From datasets to linked datasets in open government data

Helping the machines to understand what the data means, so that they can help us search and cross the data published by our governments.

Initially published on Medium on September 14th, 2014. I’ve replaced some links with more accessible sources (i.e. not hardcore standard specifications) and I’ve also rephrased the last sections to make them more accessible.

Summary (tl;dr;): Publishing open government data dissipates the mist around the business of the State and its tentacles, and enriches the dialogue between the administration and the citizens. However, today, this data is usually not described with machine-readable semantics, which makes it hard to perform large scale search and create value by crossing datasets together.

The Semantic Web technologies come to the rescue: they enable the creation of worldwide identifiers for concepts (the URIs), definitions with machine-readable semantics and data storage and querying as a graph. The result is a standard and semantics-driven open data platform.

Open government data 101

Summary: Publishing open government data dissipates the mist around the administration and enables a healthy dialogue between the giant state octopus and the small fishes. This is called transparency.

Leaders | gap | citizens

This article is written with the digital ink of my passion for open data. It has grown exponentially since the moment I was convinced that it was a fantastic tool to bridge the gap between citizens and their leaders. I think the growing lack of trust comes from the feeling that, although most of our leaders have been directly or indirectly nominated with our votes, many decisions are taken behind our back. And if they are taken behind our back, it must be because they do things they don’t want us to know, right?

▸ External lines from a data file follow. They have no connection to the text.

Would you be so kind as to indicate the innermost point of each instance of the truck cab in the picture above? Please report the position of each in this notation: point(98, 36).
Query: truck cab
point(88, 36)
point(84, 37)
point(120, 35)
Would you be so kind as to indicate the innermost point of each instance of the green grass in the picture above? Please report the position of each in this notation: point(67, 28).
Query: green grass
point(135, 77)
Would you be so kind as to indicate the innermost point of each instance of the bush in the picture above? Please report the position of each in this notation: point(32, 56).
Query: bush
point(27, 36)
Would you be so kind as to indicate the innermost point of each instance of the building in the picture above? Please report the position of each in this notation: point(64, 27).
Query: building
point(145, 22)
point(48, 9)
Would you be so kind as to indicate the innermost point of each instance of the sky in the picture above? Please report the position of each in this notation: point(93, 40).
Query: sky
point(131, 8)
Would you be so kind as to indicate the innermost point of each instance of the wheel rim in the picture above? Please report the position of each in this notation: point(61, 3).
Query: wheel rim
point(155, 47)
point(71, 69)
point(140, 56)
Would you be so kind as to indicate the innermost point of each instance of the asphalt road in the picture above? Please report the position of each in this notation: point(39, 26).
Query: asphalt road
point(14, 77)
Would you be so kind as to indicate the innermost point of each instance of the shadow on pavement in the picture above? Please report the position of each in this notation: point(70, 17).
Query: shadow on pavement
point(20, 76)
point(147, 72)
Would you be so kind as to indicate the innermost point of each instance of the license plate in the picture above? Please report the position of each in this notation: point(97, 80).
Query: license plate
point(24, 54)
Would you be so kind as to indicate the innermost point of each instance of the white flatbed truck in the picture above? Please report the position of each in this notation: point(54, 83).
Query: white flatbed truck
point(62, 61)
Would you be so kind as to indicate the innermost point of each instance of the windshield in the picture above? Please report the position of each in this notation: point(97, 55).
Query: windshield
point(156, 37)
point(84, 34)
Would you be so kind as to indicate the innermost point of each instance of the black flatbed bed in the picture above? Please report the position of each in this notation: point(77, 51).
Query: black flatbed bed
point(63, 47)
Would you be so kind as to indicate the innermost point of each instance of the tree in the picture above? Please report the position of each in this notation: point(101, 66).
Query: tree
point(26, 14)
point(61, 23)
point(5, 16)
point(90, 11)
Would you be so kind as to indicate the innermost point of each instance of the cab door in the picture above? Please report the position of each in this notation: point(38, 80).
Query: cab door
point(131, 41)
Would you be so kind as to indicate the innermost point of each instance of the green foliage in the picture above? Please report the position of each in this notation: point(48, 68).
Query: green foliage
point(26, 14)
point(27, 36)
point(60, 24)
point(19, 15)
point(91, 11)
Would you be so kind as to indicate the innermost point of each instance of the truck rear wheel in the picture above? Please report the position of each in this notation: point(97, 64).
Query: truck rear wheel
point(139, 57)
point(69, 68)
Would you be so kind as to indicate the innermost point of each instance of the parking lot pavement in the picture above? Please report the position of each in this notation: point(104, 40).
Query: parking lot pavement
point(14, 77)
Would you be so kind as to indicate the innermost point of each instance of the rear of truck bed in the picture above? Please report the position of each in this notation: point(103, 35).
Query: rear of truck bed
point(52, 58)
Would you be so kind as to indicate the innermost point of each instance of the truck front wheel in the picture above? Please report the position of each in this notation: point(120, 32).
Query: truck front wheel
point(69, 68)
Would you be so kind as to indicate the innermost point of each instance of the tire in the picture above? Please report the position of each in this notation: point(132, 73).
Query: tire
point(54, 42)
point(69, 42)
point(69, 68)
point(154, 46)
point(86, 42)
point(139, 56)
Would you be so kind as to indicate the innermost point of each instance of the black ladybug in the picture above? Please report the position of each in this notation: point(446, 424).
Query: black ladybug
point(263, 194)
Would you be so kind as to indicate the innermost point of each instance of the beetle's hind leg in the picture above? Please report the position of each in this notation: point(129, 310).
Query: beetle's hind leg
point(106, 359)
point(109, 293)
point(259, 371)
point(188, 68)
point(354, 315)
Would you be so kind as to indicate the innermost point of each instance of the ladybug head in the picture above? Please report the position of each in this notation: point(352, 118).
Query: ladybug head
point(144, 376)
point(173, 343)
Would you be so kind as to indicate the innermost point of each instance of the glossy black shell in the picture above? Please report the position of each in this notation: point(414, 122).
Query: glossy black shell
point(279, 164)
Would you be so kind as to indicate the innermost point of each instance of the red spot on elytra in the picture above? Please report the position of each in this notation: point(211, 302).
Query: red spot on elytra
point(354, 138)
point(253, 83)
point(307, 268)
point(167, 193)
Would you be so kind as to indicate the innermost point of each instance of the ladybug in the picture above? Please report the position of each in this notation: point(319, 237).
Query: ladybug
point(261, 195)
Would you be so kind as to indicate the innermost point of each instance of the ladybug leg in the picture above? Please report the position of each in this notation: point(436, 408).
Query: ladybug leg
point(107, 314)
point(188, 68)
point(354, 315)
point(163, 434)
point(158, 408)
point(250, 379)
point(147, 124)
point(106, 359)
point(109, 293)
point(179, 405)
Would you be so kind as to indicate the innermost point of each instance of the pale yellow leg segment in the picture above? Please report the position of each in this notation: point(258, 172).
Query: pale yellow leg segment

This lack of trust led 1) citizens to progressively take distance from the politic life, 2) and the politics to assume the great majority of the electors doesn’t care much about what’s going on at the different decision levels of the State (local, regional, national). You end up with a dialogue that is greatly flawed due to the lack of information shared by all parties, and tensions rise.

Increasing the quantity and the quality of the information describing what is happening in the country and in the administration is the foundation of a healthy dialogue. The United States, the United Kingdom and France are among the countries that lead the pack.

The example of the money allocated to French MPs for local subsidies

To illustrate the problem and its solution, let’s use fresh events that take place in France. On September 20th 2014, the French Ministry of Budget published the distribution of the budget allocated to MPs (en) to subsidize municipalities and associations in their district for 2013. Until then, only the global amount and the amount per region was published. Now, not only do we know how much each MP granted, but we also know the names of the municipalities and associations who benefited from the grants.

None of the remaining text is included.